The 256-light cap raise (task #14) removed the capability ceiling but left the scene shader paying O(live lights) per fragment. Now:

  • 16×9×24 froxel grid, log-distributed depth slices. A compute pass assigns lights per cluster (sphere vs froxel AABB); cluster counts + index list live in storage buffers, light data stays in the existing UBO.
  • Clustered loop spliced into SCENE_SHADER at pipeline build between BEGIN/END-POINT-LIGHT-LOOP markers; the plain loop remains the WebGL2 fallback and the semantic reference. Capability-gated on fragment-stage storage buffers (FroxelPass::supported), BLOOM_DISABLE_FROXEL=1 kill-switch for field bisection.
  • Bit-exact parity, enforced: new golden many_point_lights_clustered_scene drives the retained scene path under 40 lights; its golden was generated with the reference loop and the clustered path reproduces it with mean/max diff 0.0 (the assignment is strictly conservative, so the paths are mathematically identical). The test asserts the clustered path is actually active so it can't silently regress to testing the fallback against itself.
  • lighting.rs extraction: the group-1 bind-group entry list existed in four hand-synced copies (a binding-drift hazard); every lighting bind group now goes through one builder. mod.rs ratchets 13,956 → 11,775 since the audit began.
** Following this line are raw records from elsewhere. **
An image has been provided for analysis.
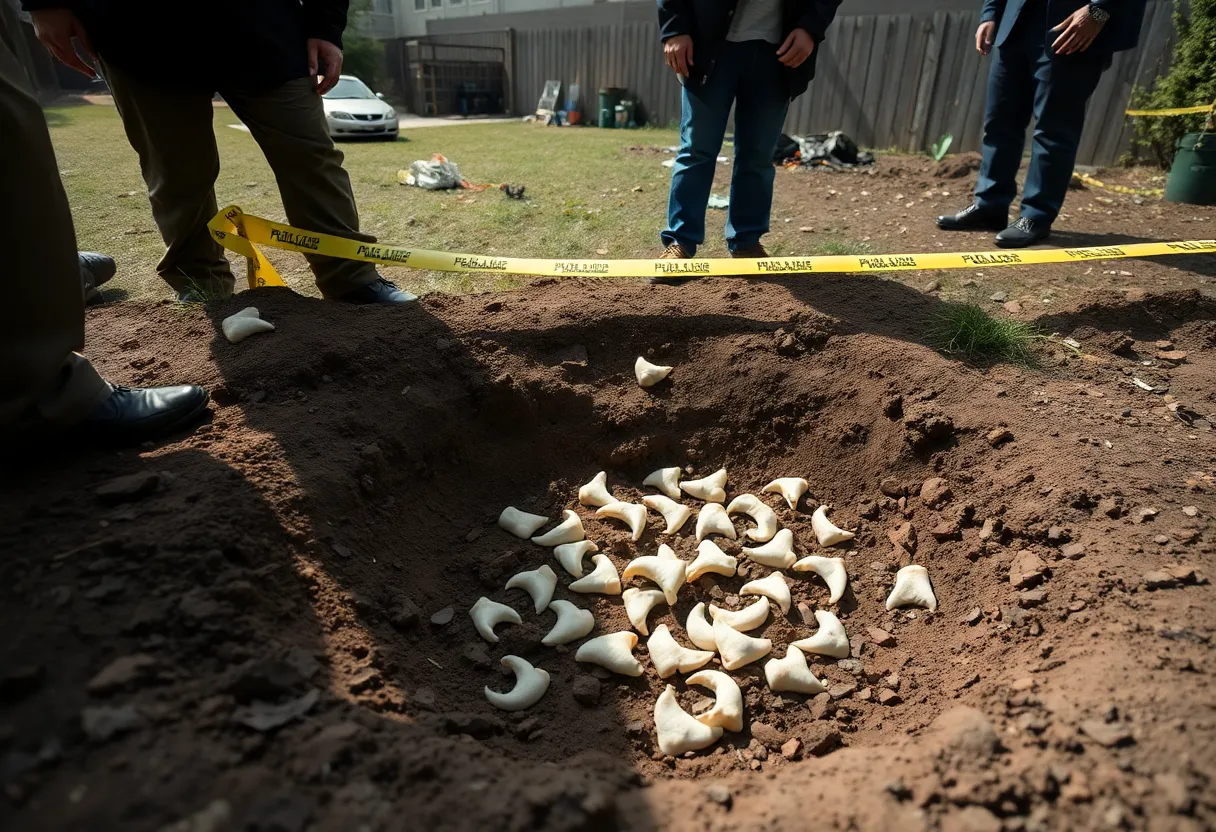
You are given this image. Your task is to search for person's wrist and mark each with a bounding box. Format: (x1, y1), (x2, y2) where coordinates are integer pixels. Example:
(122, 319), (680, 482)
(1086, 3), (1111, 23)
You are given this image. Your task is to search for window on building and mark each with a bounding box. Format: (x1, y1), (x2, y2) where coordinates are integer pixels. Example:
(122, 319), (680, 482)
(450, 0), (464, 5)
(430, 0), (442, 7)
(414, 0), (425, 9)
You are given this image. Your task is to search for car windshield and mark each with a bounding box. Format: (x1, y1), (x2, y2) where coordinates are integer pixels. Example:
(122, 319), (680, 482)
(323, 78), (377, 100)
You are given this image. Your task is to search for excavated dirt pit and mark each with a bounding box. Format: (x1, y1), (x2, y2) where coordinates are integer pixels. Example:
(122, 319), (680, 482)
(2, 276), (1214, 831)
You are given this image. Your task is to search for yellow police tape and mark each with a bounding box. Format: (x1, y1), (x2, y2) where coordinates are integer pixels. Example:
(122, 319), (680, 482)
(207, 205), (1216, 290)
(1071, 171), (1164, 197)
(1124, 104), (1214, 117)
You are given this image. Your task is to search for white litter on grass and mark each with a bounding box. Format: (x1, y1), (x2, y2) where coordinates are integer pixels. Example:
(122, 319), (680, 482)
(811, 504), (856, 546)
(227, 123), (251, 133)
(740, 571), (791, 615)
(643, 467), (682, 499)
(622, 554), (686, 605)
(646, 625), (714, 678)
(575, 631), (644, 676)
(578, 471), (616, 508)
(221, 307), (275, 344)
(792, 555), (848, 604)
(686, 539), (737, 581)
(726, 494), (778, 542)
(790, 609), (850, 658)
(642, 494), (693, 534)
(505, 565), (557, 613)
(887, 564), (938, 612)
(622, 587), (667, 636)
(709, 597), (770, 632)
(763, 477), (810, 510)
(742, 528), (797, 569)
(635, 356), (673, 388)
(764, 645), (826, 695)
(541, 600), (595, 646)
(469, 597), (522, 644)
(681, 469), (728, 503)
(484, 655), (550, 711)
(654, 684), (723, 756)
(531, 510), (585, 547)
(685, 603), (718, 651)
(696, 503), (737, 542)
(568, 555), (622, 595)
(498, 507), (548, 539)
(686, 670), (743, 732)
(553, 540), (598, 578)
(596, 502), (648, 541)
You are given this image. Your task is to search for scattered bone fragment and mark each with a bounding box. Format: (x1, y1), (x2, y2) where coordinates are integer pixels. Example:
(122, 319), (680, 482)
(505, 564), (558, 613)
(622, 554), (686, 605)
(541, 600), (595, 646)
(596, 502), (648, 541)
(792, 555), (848, 604)
(654, 684), (723, 756)
(642, 494), (693, 534)
(764, 646), (826, 695)
(726, 494), (778, 542)
(568, 555), (622, 595)
(686, 670), (744, 732)
(575, 631), (644, 676)
(221, 307), (275, 344)
(553, 540), (598, 578)
(647, 625), (715, 677)
(740, 571), (792, 615)
(657, 543), (680, 560)
(532, 509), (586, 547)
(498, 507), (549, 539)
(886, 564), (938, 612)
(686, 603), (718, 651)
(578, 471), (616, 508)
(713, 618), (772, 670)
(811, 505), (855, 547)
(709, 597), (771, 632)
(469, 597), (522, 643)
(742, 528), (796, 569)
(790, 609), (850, 658)
(643, 467), (682, 499)
(635, 356), (673, 388)
(763, 477), (810, 510)
(696, 503), (737, 542)
(622, 587), (667, 636)
(484, 655), (550, 711)
(681, 469), (728, 503)
(686, 540), (738, 581)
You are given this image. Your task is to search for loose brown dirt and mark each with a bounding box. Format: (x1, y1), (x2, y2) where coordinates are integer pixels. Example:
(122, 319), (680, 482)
(2, 272), (1215, 831)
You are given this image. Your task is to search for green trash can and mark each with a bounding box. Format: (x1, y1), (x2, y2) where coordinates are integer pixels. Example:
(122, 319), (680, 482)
(598, 87), (624, 128)
(1164, 132), (1216, 206)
All goldens pixel-identical (except the two new ones, by definition), 97 unit tests green, validators clean.

Cluster 9 prep: the GTAO dispatch (temporal EMA ping-pong, Halton-5
rotation) leaves end_frame_with_scene; p22/p32 derive inside the
method. Goldens pixel-identical.
Cluster 10 prep: the Phase-4b translucent/refractive/additive dispatch
(back-to-front sort, scene-color snapshot for reads_scene materials,
impulse-field update) becomes record_translucent_pass. Goldens
pixel-identical.
Cluster 11 prep: the measure+adapt pass becomes record_auto_exposure;
its luminance source derives from composite_source_view() internally
(it measures whatever the composite will read), and the caller keeps
the src/dst ping-pong indices because the composite binds the same dst
view. Goldens pixel-identical.
…jection

With zero sky velocity, TAA reprojected sky pixels POSITIONALLY: the
far-plane world reconstruction divides by a near-zero w, landing
prev_uv on arbitrary scene geometry. The luma-only YCoCg history clamp
(correct for sparkle) then locks the wrong CHROMA in forever — skies
tinted toward whatever bright object the broken UV hit (uniform green
with a green sphere in frame; reddish with a red cube). Every TAA-on
game shipped with this.

Sky is at infinity, so far-depth pixels now reproject the view
DIRECTION (w=0 through prev_vp): exact under camera rotation,
translation-invariant by definition, with an in.uv fallback for
degenerate w.

Found by the new TAA-on golden (lit_primitives_taa), which now pins
both the fix and the TAA branch of the post-FX cascade. TAA-off
goldens unaffected (the change is inside the far-depth else-branch).
…b complete

Every render pass between geometry upload and the terminal composite
now executes as a PassNode in one frame Graph: shadow → hdr_scene →
translucent → hiz_build → occlusion_capture → gtao → ssao_blur →
ssr_march → ssr_temporal → ssgi → bloom → compose → postfx_tail →
auto_exposure. Reads/writes declare the real data dependencies
(Shadow/HdrColor/MRT/Depth named outputs; Transient tokens for the
intermediates the enum doesn't name); each node additionally carries a
with_after pin to its predecessor so the schedule reproduces the
hand-tuned order exactly. Loosening those pins so the scheduler can
interleave independent passes is the documented next refinement — do
it dependency-by-dependency with the goldens watching.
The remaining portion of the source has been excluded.